Entrancing Banteay Kdei is an intimate and seductive ruin, sensuously celebrating heavenly apsara dancing. The naga-ringed entry porch invokes the feeling of a supernatural bridge to paradise. Recent excavations have unearthed dozens of buried Buddha statues.
Especially splendid is the hall of dancers, whose pillars are graced with exquisitely stylized women frozen in fantastical poses and wreathed with flowered garlands. Look carefully and you may discover a tender scene depicting a student paying homage to her teacher. Windows frame surprising vistas.
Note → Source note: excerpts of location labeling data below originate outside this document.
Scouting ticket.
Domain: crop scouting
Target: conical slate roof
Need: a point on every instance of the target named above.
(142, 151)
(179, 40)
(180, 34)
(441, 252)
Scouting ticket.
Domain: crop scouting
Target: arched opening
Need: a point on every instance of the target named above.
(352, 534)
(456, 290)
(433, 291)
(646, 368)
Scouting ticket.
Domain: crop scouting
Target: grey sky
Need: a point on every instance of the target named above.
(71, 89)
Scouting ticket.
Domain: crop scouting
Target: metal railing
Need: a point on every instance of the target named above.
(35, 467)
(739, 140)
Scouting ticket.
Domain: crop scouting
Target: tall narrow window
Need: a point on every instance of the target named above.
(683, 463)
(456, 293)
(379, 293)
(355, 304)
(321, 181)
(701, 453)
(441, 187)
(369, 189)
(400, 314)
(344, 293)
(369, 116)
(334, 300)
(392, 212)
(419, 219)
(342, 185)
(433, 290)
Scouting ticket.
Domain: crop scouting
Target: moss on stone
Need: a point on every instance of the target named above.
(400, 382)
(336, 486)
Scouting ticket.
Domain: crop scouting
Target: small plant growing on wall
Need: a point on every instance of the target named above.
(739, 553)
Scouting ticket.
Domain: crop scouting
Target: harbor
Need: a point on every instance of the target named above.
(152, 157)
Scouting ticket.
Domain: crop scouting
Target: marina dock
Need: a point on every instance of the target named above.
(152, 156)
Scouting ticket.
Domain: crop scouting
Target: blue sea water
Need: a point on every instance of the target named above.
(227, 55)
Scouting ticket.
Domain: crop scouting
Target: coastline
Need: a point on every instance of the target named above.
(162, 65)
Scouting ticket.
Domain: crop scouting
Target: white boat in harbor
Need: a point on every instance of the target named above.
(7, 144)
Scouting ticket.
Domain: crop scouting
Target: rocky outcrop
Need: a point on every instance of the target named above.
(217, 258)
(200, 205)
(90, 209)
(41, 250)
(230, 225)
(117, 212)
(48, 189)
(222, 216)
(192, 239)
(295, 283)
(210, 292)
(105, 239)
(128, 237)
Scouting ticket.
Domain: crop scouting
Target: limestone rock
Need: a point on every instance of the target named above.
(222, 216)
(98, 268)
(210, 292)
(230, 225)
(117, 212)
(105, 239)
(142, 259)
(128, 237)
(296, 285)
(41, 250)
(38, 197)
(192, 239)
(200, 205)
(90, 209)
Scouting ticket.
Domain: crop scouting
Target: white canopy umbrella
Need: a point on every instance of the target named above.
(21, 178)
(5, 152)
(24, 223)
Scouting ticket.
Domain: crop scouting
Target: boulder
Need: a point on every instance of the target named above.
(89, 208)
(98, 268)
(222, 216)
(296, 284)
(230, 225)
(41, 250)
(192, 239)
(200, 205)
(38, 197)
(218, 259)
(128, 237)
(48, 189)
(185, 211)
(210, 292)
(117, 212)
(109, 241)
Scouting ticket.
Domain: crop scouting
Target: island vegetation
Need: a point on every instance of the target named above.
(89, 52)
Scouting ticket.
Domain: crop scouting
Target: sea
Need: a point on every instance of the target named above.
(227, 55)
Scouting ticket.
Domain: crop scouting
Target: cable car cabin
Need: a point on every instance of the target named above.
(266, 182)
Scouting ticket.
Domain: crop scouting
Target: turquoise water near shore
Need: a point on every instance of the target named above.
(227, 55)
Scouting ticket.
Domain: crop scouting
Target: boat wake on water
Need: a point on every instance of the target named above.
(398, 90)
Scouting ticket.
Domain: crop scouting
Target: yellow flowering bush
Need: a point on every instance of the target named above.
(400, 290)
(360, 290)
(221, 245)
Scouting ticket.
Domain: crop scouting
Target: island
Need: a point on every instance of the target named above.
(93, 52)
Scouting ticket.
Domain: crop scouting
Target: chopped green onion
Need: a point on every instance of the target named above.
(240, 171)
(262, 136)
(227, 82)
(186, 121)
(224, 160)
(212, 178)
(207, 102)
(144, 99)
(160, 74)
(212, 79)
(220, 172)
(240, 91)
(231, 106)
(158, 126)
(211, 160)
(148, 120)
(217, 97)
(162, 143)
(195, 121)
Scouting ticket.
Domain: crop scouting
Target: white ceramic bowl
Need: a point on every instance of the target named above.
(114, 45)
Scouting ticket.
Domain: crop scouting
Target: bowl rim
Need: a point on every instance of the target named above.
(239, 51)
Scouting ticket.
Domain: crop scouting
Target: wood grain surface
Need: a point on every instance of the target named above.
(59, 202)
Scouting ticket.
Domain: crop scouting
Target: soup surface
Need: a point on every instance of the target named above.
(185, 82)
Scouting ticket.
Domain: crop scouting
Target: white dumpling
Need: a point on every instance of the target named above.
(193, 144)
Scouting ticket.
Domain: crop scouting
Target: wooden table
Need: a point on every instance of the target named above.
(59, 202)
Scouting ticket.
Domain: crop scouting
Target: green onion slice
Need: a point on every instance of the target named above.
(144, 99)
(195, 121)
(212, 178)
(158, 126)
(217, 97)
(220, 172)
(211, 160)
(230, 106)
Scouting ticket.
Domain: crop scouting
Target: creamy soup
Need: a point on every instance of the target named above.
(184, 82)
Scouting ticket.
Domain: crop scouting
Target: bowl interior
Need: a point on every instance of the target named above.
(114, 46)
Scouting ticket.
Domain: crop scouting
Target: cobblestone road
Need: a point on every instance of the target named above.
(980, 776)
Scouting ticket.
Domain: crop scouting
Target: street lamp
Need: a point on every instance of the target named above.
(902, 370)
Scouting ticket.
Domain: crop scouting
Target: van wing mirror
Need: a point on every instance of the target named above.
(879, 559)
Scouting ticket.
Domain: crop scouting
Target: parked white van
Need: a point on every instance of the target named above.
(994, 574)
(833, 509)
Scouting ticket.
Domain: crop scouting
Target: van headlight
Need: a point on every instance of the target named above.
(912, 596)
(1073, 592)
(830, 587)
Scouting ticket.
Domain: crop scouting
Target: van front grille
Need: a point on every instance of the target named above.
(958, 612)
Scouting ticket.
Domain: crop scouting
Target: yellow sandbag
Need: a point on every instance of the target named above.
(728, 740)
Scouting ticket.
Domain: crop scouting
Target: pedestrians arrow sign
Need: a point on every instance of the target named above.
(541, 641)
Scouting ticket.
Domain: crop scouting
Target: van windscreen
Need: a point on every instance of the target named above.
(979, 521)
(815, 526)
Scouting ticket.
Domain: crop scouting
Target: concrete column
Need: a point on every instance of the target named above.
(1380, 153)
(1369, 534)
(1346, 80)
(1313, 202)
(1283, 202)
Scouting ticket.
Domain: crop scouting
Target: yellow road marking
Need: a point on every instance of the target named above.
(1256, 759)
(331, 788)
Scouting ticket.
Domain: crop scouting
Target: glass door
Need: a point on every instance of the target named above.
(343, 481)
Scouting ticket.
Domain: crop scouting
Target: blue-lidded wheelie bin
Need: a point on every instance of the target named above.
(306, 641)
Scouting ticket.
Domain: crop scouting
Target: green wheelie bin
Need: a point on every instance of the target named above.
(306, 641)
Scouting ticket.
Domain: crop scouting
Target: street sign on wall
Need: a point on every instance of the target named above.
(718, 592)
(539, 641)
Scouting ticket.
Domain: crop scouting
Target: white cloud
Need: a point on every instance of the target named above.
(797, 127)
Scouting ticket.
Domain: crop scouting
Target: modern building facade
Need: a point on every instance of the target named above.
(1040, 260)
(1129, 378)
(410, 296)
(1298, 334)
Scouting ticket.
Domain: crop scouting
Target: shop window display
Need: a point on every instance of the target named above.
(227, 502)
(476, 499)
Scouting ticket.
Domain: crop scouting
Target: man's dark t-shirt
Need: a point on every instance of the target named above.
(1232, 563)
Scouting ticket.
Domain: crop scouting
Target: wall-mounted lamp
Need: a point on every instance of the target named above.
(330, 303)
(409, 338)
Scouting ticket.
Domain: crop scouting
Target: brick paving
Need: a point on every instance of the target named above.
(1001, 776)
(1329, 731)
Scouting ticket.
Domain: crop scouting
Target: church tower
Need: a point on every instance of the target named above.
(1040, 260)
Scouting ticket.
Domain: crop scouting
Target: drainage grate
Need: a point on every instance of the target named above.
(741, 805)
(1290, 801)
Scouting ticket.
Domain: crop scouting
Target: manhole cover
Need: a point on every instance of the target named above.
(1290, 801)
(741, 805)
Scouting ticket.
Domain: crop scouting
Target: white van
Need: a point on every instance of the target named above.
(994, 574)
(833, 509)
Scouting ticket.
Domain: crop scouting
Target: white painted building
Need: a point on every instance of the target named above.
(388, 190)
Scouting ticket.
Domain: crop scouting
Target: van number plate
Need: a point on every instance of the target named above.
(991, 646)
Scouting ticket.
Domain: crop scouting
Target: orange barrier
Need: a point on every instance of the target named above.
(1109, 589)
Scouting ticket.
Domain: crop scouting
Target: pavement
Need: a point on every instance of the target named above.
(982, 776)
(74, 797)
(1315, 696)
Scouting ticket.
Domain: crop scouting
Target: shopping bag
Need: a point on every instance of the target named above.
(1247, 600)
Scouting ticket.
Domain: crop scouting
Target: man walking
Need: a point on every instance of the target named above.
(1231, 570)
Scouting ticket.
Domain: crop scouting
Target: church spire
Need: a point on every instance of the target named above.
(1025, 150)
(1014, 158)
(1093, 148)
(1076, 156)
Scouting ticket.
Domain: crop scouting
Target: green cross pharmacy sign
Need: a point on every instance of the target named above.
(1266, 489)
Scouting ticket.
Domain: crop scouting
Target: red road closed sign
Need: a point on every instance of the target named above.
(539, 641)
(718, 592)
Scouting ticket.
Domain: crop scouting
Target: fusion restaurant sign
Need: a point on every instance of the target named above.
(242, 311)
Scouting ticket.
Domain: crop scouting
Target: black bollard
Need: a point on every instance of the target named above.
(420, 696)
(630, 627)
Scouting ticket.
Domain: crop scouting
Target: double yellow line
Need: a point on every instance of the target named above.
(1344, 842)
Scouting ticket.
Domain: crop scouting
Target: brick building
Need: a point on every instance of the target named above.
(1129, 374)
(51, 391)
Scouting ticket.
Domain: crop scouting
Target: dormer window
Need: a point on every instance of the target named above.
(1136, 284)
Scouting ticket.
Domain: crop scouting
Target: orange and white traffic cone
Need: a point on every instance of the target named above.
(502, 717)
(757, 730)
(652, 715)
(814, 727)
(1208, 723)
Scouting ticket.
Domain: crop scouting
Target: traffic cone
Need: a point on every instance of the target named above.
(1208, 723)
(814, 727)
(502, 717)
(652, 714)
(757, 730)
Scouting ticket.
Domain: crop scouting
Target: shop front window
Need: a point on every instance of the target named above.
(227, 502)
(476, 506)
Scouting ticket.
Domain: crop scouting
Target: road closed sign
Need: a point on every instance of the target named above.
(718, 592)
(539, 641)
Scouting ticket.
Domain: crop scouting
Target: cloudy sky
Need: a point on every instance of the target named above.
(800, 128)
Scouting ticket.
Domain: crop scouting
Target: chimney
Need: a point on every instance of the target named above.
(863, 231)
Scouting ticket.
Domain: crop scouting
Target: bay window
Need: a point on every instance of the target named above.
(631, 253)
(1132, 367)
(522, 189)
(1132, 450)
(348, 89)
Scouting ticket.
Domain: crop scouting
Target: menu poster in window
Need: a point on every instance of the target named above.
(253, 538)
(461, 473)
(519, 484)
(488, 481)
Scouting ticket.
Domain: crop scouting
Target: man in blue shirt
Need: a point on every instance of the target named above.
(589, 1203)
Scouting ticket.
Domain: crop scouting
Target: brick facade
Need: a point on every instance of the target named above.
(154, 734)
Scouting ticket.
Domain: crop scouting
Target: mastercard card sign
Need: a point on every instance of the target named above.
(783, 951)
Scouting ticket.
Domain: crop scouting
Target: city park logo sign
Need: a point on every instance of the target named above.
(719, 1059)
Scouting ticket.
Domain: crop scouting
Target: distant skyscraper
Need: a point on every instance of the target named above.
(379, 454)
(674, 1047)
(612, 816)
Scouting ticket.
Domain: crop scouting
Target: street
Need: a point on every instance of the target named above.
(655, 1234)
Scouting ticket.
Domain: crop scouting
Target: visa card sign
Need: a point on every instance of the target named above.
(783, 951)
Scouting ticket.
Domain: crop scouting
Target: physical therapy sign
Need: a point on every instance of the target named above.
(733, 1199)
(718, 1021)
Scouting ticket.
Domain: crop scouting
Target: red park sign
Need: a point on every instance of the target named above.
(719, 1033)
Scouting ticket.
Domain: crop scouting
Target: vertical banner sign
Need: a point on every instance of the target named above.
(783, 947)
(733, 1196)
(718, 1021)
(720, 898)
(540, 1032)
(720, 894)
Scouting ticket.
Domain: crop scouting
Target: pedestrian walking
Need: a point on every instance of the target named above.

Some of Angkor's many ruins, temples and monuments are rarely visited by tourists. Here is your chance get away from tourist mobs to have some of Angkor's most interesting treasures all to yourself. Bus tourists in groups only see the highlights, where there is plenty of parking and room see things close-up. They completely miss these little gems that may make your exploration of Angkor Wat even more rewarding.
Grand and regal, Preah Khan was built in 1191 to honor the father of great King Jaravayaman VII. It is a huge site, slightly smaller than Angkor Wat, but almost entirely engulfed by jungle. This temple is slowly being repaired by American citizens and companies, including the Andy Warhol Foundation. Gigantic strangler fig trees tower above a maze of chambers that once sheltered more than 500 gem-and-gold-encrusted statues.
After the death of Jaravayaman VII, Hindu imagery at many Angkor temples was destroyed by chisel-wielding Buddhist zealots. But Preah Khan was just too gigantic and some structures escaped defacing, remaining to be admired by later generations, although without precious adornments. Here you will also discover an oddly-shaped two-story structure that resembles a Greek temple, but its purpose remains an intriguing mystery.
Neak Pean was a divine bathing complex inside a sacred medicinal sanctuary and something of a lavish spa in its day. Five sacred pools radiate in sublime proportion from a lotus-shaped prang. At one time the central pool featured island-like sculptures of which only one partial fragment remains. Medicinal waters from this pool were poured by bathers into four tiny chapels, each containing a sculptured water spout to shower patrons inside. Jungle herbs are still sold here to those wanting to experience the cure in the privacy of their own home. Neak Pean is especially gorgeous in "green season" when its pools fill after rain showers and their reflecting effects, a hallmark of Angkor temples, may be healthily relished.